Aquel niño antiguo, al que hasta las inaceptables collejas contribuyeron a mejorar su perspicacia y malicia, parecía tenerlo más fácil, ya que era poco con lo que contaba, y no existían las fascinantes incitaciones que ahora existen para la distracción y otros grados de entretenimiento más radicados en la imagen que en la letra. No podemos soslayar la realidad de que lo que la imagen transmite se acomoda mejor a un espectador más pasivo, menos orientado al esfuerzo, sobre todo si de la imagen televisiva se trata. La lectura, por contraste, requiere actividad, puesta en marcha de resortes de atención y retención, una tensión de entendimiento para disfrutar y descifrar, un punto de alerta entre la imaginación y la inteligencia, y eso la hace más privilegiada por el esfuerzo pero más reacia desde la indolencia y el desinterés.

Al niño antiguo lo recuerdo ensimismado con el libro en las manos, abstraído, ensoñado, poco propicio a atender un recado o una llamada, como si el mundo interior lo secuestrara y el exterior desapareciese. Pero también es cierto que otros niños de ahora mismo, con los que convivo evitando requerimientos que no perturben su voluntad y afición, y ese es un buen consuelo educativo, leen a su gusto y disfrutan y aprenden sin restar importancia a sus juegos tecnológicos más absorbentes. Jugar nada tiene que ver con leer, y el coste del placer de la lectura es más esforzado y perdurable, pero también la letra y la imagen conviven con buen rendimiento y no ajena ductilidad, si se las administra como debe.
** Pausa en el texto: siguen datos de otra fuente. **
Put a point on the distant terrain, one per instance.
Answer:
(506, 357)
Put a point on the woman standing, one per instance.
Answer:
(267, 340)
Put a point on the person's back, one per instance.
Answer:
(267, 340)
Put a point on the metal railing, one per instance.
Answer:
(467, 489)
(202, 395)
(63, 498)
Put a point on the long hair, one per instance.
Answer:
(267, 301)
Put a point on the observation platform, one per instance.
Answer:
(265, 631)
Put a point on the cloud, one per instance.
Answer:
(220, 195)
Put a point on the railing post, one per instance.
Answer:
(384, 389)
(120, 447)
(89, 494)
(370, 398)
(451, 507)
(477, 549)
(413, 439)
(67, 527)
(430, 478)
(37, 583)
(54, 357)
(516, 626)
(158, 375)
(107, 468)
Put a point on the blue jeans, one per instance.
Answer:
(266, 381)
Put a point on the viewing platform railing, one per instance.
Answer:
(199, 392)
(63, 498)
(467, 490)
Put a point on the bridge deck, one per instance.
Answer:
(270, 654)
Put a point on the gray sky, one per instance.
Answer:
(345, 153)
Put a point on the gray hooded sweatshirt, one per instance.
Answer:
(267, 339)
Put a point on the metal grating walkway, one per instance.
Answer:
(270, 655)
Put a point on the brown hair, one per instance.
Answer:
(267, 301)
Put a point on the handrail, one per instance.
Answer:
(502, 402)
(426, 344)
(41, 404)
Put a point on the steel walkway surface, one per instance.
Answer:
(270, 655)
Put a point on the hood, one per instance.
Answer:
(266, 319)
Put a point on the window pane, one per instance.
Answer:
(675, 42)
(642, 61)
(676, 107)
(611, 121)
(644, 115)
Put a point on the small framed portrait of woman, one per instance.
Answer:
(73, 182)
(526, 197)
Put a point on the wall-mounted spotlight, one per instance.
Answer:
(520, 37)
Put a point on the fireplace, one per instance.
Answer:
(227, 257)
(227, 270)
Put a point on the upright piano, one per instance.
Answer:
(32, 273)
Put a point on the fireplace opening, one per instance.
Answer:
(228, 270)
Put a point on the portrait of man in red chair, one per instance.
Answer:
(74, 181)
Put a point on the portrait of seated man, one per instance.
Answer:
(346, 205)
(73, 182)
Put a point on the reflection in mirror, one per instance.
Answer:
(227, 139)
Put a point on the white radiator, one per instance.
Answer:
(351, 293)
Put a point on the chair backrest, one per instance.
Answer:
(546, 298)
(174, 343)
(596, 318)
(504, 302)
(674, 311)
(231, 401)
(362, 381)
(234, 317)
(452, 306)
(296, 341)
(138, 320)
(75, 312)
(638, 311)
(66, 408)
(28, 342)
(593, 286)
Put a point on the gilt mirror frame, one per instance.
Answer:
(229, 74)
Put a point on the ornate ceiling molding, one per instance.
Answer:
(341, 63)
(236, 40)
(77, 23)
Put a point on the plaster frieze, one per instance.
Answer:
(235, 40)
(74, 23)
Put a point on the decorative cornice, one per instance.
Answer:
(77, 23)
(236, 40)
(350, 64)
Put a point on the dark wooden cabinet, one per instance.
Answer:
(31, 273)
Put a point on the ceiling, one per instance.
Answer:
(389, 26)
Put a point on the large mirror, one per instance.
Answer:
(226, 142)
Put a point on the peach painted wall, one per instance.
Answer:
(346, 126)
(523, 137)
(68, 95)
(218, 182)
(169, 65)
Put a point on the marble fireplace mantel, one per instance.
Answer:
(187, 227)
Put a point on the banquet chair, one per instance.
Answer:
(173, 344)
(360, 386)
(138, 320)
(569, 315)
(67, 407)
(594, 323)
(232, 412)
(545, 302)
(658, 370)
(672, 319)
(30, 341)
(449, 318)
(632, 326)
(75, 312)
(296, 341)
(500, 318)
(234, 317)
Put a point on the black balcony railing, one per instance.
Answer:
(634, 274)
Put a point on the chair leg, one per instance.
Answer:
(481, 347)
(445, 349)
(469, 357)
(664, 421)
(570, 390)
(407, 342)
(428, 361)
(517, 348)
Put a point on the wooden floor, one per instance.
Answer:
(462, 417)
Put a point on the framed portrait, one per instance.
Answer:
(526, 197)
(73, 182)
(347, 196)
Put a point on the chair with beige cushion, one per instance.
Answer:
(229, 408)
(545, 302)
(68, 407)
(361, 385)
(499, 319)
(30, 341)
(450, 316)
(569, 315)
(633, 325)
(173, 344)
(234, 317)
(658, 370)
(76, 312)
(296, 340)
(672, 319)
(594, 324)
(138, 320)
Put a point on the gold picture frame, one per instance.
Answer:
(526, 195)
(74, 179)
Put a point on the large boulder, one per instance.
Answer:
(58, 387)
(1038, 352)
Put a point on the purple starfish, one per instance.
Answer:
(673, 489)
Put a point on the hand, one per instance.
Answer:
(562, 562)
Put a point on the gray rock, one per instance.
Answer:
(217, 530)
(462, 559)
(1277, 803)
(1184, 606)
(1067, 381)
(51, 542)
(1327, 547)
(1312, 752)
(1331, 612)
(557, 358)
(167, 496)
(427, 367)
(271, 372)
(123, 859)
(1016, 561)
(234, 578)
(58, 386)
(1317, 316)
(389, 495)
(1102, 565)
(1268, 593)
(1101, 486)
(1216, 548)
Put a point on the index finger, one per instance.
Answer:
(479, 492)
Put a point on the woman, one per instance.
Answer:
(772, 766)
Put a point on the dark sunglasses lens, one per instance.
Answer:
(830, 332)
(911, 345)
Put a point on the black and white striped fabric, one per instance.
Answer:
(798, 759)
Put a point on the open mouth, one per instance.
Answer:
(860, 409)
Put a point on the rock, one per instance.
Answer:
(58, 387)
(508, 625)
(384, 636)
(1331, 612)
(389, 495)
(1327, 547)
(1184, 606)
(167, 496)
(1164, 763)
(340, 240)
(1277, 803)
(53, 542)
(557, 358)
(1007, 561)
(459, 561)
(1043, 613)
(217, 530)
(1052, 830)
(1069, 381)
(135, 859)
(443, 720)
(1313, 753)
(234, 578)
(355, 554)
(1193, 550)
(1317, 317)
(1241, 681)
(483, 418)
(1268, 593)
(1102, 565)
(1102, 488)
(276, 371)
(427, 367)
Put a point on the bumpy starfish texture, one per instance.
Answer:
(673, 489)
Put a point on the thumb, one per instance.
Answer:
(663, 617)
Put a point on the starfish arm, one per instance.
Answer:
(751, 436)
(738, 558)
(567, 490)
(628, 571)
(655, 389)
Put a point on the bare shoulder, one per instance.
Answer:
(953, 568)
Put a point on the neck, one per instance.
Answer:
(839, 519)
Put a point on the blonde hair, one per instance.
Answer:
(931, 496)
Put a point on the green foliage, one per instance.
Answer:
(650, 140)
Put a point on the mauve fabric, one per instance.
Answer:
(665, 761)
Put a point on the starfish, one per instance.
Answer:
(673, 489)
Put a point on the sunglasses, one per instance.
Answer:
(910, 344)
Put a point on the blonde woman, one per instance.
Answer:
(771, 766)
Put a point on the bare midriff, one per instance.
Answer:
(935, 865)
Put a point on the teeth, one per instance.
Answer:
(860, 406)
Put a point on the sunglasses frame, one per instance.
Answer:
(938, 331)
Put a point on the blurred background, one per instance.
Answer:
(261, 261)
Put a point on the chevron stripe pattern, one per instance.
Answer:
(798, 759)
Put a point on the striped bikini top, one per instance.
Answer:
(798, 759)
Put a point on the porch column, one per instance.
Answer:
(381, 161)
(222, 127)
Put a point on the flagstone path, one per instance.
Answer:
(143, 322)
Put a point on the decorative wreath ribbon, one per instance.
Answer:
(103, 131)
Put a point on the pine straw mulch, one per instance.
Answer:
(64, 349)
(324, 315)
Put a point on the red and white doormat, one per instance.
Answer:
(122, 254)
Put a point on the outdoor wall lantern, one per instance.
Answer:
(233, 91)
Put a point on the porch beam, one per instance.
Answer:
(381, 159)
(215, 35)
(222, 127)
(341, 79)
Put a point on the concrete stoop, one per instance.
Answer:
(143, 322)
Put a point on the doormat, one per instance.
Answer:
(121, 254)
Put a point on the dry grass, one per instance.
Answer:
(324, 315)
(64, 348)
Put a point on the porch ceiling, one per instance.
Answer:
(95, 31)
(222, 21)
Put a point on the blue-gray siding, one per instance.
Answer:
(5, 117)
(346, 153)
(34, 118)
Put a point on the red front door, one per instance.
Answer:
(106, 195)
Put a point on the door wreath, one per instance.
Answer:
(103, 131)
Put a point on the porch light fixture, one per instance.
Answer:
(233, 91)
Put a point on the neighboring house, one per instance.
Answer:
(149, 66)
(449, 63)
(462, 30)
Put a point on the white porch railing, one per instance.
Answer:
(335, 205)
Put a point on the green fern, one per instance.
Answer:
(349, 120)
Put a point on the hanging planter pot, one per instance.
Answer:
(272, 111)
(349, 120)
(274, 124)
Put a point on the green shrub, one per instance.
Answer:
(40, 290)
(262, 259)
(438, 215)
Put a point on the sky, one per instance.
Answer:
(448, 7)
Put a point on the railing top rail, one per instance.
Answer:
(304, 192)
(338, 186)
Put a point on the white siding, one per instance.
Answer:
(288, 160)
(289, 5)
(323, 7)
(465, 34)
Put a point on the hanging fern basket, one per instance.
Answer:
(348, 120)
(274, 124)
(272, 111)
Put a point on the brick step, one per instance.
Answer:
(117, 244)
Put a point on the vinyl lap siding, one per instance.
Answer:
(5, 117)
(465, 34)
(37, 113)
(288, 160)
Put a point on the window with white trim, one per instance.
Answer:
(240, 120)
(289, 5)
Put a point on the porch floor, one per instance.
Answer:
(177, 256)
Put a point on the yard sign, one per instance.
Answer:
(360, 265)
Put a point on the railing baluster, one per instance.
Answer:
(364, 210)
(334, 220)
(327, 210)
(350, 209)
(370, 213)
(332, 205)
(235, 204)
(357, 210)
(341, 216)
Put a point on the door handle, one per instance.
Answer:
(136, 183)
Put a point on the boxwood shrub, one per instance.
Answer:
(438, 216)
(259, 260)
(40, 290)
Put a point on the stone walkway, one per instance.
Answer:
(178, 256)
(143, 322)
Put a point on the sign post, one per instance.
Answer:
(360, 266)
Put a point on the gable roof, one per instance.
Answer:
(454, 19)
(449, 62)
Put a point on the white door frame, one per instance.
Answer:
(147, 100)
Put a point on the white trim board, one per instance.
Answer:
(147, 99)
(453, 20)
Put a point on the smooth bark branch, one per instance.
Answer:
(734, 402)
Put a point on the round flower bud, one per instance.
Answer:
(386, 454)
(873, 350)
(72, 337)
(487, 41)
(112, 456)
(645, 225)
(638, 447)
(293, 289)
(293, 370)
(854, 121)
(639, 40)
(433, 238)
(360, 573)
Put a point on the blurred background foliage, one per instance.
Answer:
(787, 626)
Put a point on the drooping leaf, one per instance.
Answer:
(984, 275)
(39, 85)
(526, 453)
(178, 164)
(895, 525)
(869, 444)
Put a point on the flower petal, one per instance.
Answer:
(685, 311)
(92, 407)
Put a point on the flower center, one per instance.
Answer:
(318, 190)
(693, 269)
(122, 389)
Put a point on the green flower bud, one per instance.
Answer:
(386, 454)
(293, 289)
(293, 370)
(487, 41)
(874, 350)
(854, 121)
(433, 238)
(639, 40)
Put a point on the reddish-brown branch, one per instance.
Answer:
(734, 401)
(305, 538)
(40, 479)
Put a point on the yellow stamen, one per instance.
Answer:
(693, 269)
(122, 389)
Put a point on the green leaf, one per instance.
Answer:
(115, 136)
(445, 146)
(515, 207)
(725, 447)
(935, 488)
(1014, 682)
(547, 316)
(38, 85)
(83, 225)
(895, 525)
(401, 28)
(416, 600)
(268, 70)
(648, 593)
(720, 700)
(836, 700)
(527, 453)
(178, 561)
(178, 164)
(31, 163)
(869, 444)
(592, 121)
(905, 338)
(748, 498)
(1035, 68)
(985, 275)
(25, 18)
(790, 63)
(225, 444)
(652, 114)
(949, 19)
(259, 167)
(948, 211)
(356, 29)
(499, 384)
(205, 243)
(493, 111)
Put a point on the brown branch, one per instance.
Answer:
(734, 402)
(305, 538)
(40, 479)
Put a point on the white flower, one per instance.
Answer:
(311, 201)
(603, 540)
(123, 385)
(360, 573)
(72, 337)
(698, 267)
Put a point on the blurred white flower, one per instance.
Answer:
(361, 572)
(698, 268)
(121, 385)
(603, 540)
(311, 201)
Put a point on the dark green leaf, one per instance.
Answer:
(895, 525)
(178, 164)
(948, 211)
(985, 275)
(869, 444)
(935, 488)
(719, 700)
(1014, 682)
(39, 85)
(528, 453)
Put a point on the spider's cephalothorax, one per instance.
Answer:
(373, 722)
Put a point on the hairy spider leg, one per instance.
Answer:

Me llama mucho la atención, y no creo que sea nada baladí, observar a mi nieto tumbado en el sillón para ver la tele; y sentado, casi tenso, con las piernas recogidas y el libro muy sujeto en la manos sobre las rodillas. Dos posturas para distintas acciones. En ninguna le gusta que le interrumpan, aunque cuando lee es más radical en su actitud. Y es que una ensoñación entre las líneas y las páginas no admite interferencias, no hay derecho a que nadie venga a llamarte porque la mesa ya está puesta o todavía quedan deberes por hacer. Es un niño curioso, y en su curiosidad nos hemos comprometido todos.